No matter what city you’re in, when you walk on the sidewalks in South America, water is going to drip down onto your head because none of the high-rise buildings have central air conditioning. They all have AC units crammed into the windows, hanging out over the street and dripping down for everyone’s benefit.
Another crazy thing is the driving, and if I can help it, I’ll never drive on this continent. Lane markings mean nothing, pedestrians have no rights whatsoever, and buses and taxis actually speed up to run you down when you cross the street. In Rio, at night, the cabbies cruise through every red light as if it were nothing, and it is nearly impossible to stand your ground while riding a herky-jerky local bus, even when you hold on with two hands.
Brazil had a couple of oddities of it’s own. For one thing, in all of the cheap places that I stayed in, Brazilian bathrooms were identical. They were closet-sized rooms with a stand-alone sink (no counter), a toilet, and a waterfall-style showerhead, basically hanging over the top of the other two.
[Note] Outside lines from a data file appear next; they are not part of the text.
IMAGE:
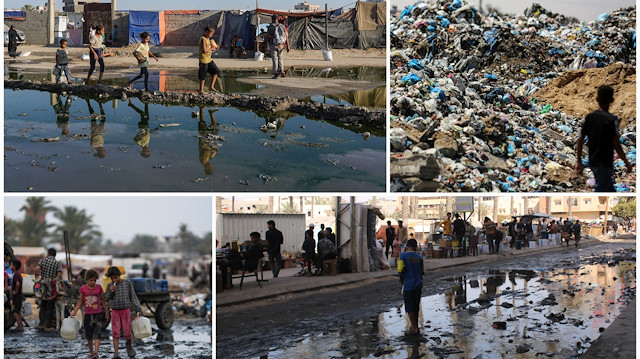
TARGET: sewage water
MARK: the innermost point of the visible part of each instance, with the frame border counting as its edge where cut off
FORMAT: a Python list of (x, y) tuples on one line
[(66, 143), (188, 338), (547, 313)]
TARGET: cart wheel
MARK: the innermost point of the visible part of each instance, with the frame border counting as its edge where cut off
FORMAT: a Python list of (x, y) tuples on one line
[(9, 319), (164, 315)]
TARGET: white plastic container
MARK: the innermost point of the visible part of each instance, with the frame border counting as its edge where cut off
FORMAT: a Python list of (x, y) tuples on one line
[(327, 55), (141, 327), (70, 328)]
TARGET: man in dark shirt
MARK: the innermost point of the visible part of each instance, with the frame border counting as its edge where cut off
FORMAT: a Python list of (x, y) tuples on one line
[(254, 253), (459, 230), (601, 130), (275, 239), (390, 233)]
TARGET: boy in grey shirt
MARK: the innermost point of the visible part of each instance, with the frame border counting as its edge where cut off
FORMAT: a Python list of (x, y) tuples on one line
[(62, 62)]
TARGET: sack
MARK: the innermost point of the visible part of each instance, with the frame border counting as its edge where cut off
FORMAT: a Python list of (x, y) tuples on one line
[(279, 35), (26, 309)]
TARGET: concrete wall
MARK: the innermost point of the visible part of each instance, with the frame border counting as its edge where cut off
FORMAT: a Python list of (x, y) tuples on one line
[(34, 27), (185, 30)]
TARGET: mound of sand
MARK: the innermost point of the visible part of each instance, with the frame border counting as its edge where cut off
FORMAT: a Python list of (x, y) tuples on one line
[(575, 91)]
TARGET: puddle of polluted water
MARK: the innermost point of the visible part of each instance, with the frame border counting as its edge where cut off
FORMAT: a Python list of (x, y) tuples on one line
[(457, 322), (114, 146)]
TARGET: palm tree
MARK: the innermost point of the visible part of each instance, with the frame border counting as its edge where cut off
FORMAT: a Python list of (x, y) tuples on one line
[(79, 226), (31, 232), (37, 207)]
The floor was only an undivided square of sloped tile and a single drain, meaning the ground almost always covered in a slick mess… needless to say, taking a shower or using the bathroom when I stayed at the hostel there was pretty gross, and I tried to avoid doing either for as long as I could.
Also unique to Brazil, was a lack of worry about what Americans would usually consider revealing beachwear. It’s true that nearly everyone there wears a thong to the beach, and if they are not, they make it one! That went for guys too, and people had no qualms about walking 5, 6 or 7 blocks up from the beach in those skimpy clothes, without the need to cover up with a towel. And when it came to stores and restaurants, those businesses would find no use for the saying “no shirt, no shoes, no service,” I don’t think I ever saw anyone turned away, much less, given a sidways look.
Buenos Aires, however, has quite a bit more of the conservative Victorianism that I’m used to, and most of the amenities of a city in Europe. So, for now at least, my time of living on the edge is over. However, weird has not meant bad, and if you can’t deal with differences, traveling isn’t for you. I’ve been having a great time, enjoying every strange little bit.